AWS Advanced #2: ECR — Image Registry
#1 ECS and Fargate covered container operations. One piece is missing — where do the images ECS / Fargate pulls actually live? External registries like Docker Hub work, but inside AWS the standard is Amazon ECR (Elastic Container Registry).
This post covers ECR’s place — private vs public, IAM auth, push / pull, security (scanning, tag immutability), and ops (lifecycle policies, multi-arch) — all in one go.
What an image registry is for #
Recall the Docker flow:
docker build → local image
↓
docker push → registry (remote)
↓
docker pull (somewhere else) → bring it down, docker runThe registry sits in the middle. It’s what decides who can pull which image, from where, at which version.
The options #
| Registry | Notes |
|---|---|
| Docker Hub | Most famous. Free, but with pull limits, public-by-default |
| GHCR (GitHub Container Registry) | Linked to GitHub accounts. Generous private free tier |
| Amazon ECR Private | IAM auth inside AWS. Plays naturally with ECS / Lambda / EKS |
| Amazon ECR Public | For OSS distribution. Anyone can pull anonymously |
| GCR / Azure ACR | Other clouds |
If your ECS / Lambda / EKS runs on AWS, ECR is the standard:
- IAM auth — no separate password to manage
- VPC Endpoints to skip the internet on pull (NAT cost savings)
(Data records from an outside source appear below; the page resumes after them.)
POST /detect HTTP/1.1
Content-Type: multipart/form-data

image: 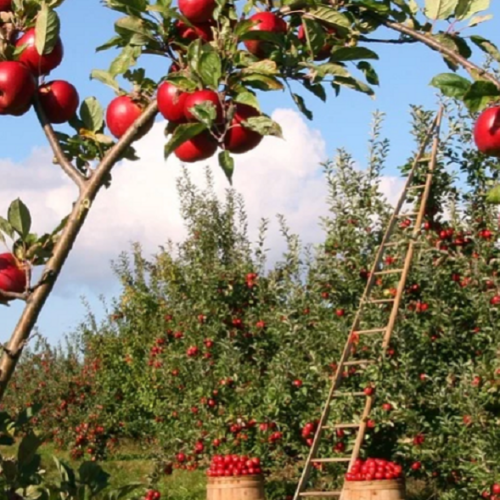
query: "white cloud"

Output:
[0,109,336,293]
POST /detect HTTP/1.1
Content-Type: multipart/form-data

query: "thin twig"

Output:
[34,96,85,191]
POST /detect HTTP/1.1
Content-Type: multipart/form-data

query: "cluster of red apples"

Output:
[0,0,79,123]
[345,458,403,481]
[207,455,262,477]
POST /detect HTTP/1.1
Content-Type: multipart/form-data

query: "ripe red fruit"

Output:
[297,24,336,61]
[0,253,26,293]
[174,131,217,163]
[490,295,500,306]
[106,95,154,139]
[244,12,288,58]
[224,104,262,154]
[157,82,188,123]
[0,61,36,116]
[16,28,64,76]
[184,89,222,123]
[179,0,216,23]
[38,80,80,123]
[175,21,214,42]
[474,106,500,156]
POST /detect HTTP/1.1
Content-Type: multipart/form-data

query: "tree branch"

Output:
[34,94,85,191]
[375,15,500,90]
[0,99,158,401]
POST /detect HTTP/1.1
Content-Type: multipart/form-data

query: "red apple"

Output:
[0,61,36,116]
[0,253,26,293]
[16,28,64,76]
[38,80,80,123]
[179,0,216,23]
[0,0,12,12]
[474,106,500,156]
[157,82,188,123]
[175,21,214,42]
[106,95,154,139]
[174,131,217,163]
[244,12,288,57]
[297,24,336,61]
[224,104,262,154]
[184,89,222,123]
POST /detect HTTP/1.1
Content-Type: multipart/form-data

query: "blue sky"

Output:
[0,0,500,342]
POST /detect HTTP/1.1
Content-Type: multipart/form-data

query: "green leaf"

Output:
[330,47,378,61]
[17,431,43,467]
[219,151,234,184]
[470,35,500,62]
[486,184,500,205]
[0,216,14,238]
[463,81,500,113]
[198,51,222,90]
[455,0,490,21]
[35,3,60,54]
[80,97,104,132]
[357,61,379,85]
[233,92,260,111]
[7,198,31,239]
[424,0,459,20]
[165,123,207,159]
[429,73,471,98]
[292,92,313,120]
[90,69,120,92]
[242,116,283,139]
- Same region → fast pulls
- Image scanning (vulnerability analysis) integrated
Private vs Public #
Two flavors.
Private (most cases) #
Only your account’s users / roles can access. Almost all production work uses Private.
- Region-scoped (each image is pinned to a region)
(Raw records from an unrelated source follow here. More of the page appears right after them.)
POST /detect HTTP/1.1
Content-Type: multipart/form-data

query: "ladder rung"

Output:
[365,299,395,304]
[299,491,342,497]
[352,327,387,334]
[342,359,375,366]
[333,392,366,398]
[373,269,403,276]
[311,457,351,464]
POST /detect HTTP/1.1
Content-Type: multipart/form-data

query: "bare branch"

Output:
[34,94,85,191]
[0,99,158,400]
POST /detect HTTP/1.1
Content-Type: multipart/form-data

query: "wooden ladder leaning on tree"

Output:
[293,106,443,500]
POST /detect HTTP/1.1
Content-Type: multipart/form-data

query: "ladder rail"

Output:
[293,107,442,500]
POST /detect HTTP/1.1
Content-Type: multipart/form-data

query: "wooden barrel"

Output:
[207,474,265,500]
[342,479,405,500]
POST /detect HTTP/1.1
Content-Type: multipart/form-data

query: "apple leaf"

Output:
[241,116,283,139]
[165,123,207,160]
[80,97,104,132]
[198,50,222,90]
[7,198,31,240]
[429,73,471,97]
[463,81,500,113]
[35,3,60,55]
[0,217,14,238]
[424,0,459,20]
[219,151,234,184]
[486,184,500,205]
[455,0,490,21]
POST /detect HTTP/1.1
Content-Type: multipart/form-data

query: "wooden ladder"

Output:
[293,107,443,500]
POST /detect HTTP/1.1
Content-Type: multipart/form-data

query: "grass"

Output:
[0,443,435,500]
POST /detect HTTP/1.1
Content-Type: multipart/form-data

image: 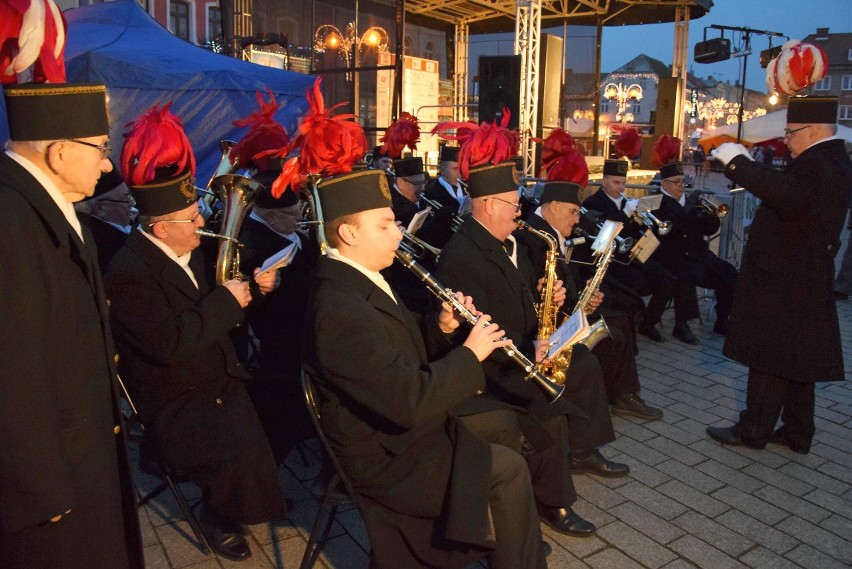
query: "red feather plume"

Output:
[651,134,681,168]
[615,126,642,160]
[254,77,367,198]
[230,87,290,170]
[432,107,521,179]
[120,102,195,186]
[541,128,589,188]
[379,112,420,160]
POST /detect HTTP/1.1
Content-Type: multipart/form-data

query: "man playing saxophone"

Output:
[515,181,663,421]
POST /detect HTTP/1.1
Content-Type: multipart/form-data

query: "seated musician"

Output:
[104,106,286,561]
[515,169,663,421]
[583,160,675,342]
[437,158,629,536]
[305,170,546,569]
[654,139,737,344]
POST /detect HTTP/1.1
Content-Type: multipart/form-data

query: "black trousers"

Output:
[459,409,577,508]
[734,369,816,449]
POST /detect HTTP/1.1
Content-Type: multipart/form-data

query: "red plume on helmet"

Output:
[230,87,290,171]
[541,128,589,188]
[432,107,521,179]
[615,126,642,160]
[119,101,195,186]
[651,134,681,168]
[255,77,367,198]
[379,112,420,160]
[0,0,67,84]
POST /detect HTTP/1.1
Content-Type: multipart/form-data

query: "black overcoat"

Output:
[0,154,143,569]
[106,230,284,523]
[723,136,852,382]
[304,258,491,568]
[437,217,614,451]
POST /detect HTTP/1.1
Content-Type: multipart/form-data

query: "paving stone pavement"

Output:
[138,174,852,569]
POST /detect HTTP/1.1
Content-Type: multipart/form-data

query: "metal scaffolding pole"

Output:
[515,0,541,177]
[672,5,689,146]
[453,22,470,121]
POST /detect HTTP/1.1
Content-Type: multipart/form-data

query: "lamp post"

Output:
[604,82,642,123]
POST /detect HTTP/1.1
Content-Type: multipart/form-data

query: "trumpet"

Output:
[399,231,441,259]
[634,210,672,236]
[698,195,730,215]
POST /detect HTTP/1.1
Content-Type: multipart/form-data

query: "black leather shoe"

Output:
[639,322,666,342]
[538,505,597,537]
[768,427,811,454]
[672,322,698,346]
[199,511,251,561]
[570,449,630,478]
[612,393,663,421]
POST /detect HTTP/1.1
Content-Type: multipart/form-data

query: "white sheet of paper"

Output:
[406,207,432,235]
[257,243,296,276]
[547,310,589,358]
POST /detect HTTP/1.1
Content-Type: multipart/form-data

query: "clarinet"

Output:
[396,251,565,403]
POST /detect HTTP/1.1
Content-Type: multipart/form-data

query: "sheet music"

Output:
[257,243,296,276]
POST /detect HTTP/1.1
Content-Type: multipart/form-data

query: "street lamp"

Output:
[604,83,642,123]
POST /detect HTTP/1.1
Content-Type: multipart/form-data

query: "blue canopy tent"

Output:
[0,0,315,180]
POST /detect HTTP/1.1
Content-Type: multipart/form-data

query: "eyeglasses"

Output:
[148,211,201,227]
[65,138,112,160]
[784,124,811,138]
[491,198,521,213]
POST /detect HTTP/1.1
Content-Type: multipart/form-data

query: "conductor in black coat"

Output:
[232,184,319,464]
[708,97,852,453]
[106,161,285,560]
[515,181,663,420]
[305,171,545,569]
[654,162,737,344]
[0,84,144,569]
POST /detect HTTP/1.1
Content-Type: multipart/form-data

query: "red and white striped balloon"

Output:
[766,40,828,95]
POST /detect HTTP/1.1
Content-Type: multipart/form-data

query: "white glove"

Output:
[710,142,754,166]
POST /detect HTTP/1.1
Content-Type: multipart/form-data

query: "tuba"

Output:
[206,174,265,284]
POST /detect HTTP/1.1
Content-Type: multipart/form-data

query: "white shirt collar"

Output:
[325,247,396,304]
[6,149,83,241]
[137,227,198,288]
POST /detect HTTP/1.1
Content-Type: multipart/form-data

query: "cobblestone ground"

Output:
[138,174,852,569]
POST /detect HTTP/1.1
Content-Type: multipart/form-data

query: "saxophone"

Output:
[515,220,571,385]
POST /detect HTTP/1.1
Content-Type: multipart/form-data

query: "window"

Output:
[169,0,189,41]
[207,6,222,41]
[814,75,831,91]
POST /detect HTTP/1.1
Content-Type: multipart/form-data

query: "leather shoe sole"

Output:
[569,450,630,478]
[539,507,597,537]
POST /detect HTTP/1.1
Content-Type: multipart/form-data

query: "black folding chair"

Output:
[116,374,210,555]
[299,369,366,569]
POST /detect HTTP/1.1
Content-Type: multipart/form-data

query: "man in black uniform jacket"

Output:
[515,181,663,421]
[0,84,145,569]
[417,146,469,249]
[105,111,285,561]
[232,181,319,464]
[305,170,546,569]
[651,162,737,344]
[74,164,134,273]
[707,97,852,454]
[583,160,675,342]
[437,162,629,535]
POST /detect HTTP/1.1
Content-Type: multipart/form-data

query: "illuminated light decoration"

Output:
[766,40,828,95]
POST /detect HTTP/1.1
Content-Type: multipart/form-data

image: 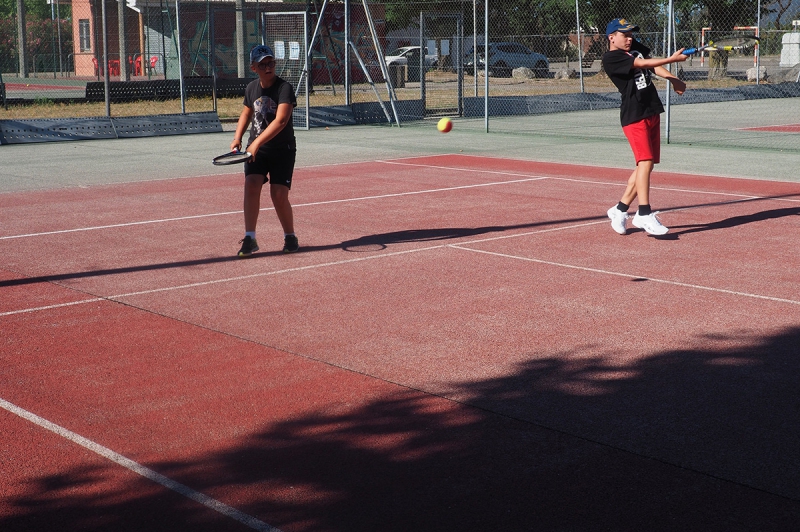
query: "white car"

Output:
[384,46,439,67]
[465,42,550,78]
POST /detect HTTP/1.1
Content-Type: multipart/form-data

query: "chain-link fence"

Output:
[0,0,800,150]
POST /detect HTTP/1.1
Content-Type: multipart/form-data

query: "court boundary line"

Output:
[6,156,800,241]
[0,175,550,240]
[449,244,800,305]
[0,397,281,532]
[0,213,800,317]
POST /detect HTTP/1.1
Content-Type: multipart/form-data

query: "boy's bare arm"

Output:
[250,103,292,154]
[633,48,689,69]
[653,67,686,94]
[231,106,253,151]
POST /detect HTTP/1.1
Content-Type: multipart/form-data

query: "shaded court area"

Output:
[0,131,800,532]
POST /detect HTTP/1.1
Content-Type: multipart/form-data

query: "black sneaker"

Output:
[283,235,300,253]
[239,236,258,257]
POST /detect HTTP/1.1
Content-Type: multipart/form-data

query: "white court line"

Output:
[0,244,447,317]
[0,398,280,532]
[449,242,800,305]
[0,174,549,240]
[0,158,800,240]
[0,213,800,317]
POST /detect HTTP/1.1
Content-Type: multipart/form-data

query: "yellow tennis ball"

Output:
[436,117,453,133]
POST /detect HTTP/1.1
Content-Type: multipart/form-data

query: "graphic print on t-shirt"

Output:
[630,50,650,90]
[253,96,278,136]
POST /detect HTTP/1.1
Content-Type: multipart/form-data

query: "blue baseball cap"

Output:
[250,44,275,63]
[606,18,639,35]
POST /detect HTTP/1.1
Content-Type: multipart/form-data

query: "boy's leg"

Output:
[619,166,639,205]
[276,185,300,253]
[269,184,294,234]
[634,159,653,205]
[243,174,264,232]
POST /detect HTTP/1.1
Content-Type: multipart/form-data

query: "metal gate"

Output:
[418,11,464,116]
[261,11,311,129]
- IAM policies for access control
- Cost: GB stored + Data Transfer
Public (OSS distribution / learning) #
Anyone in the world can pull anonymously. Listed on the AWS-run Public Gallery.
- Always hosted in
us-east-1(global) - Push requires IAM auth, pull is anonymous
- Cost: GB stored + Data Transfer (push side)
This post assumes Private.
Creating a Repository #
The unit in ECR is a Repository. One repo holds many tags (versions) of the same app.
aws ecr create-repository \
--repository-name myapp \
--region ap-northeast-2 \
--image-scanning-configuration scanOnPush=true \
--encryption-configuration encryptionType=AES256On success the URI is:
123456789012.dkr.ecr.ap-northeast-2.amazonaws.com/myappThat’s the address for every push / pull. Format:
<account-id>.dkr.ecr.<region>.amazonaws.com/<repo>:<tag>Options #
| Option | Meaning |
|---|---|
image-scanning-configuration scanOnPush=true | Auto vulnerability scan on push |
image-tag-mutability IMMUTABLE | Forbid overwriting the same tag — recommended for prod |
encryption-configuration encryptionType=KMS | Encrypt with a customer-managed KMS key |
You can do the same in the console GUI.
Auth — aws ecr get-login-password
#
Unlike Docker Hub, ECR auth is via AWS IAM. There’s no separate password — instead you get a temporary token and docker login with it.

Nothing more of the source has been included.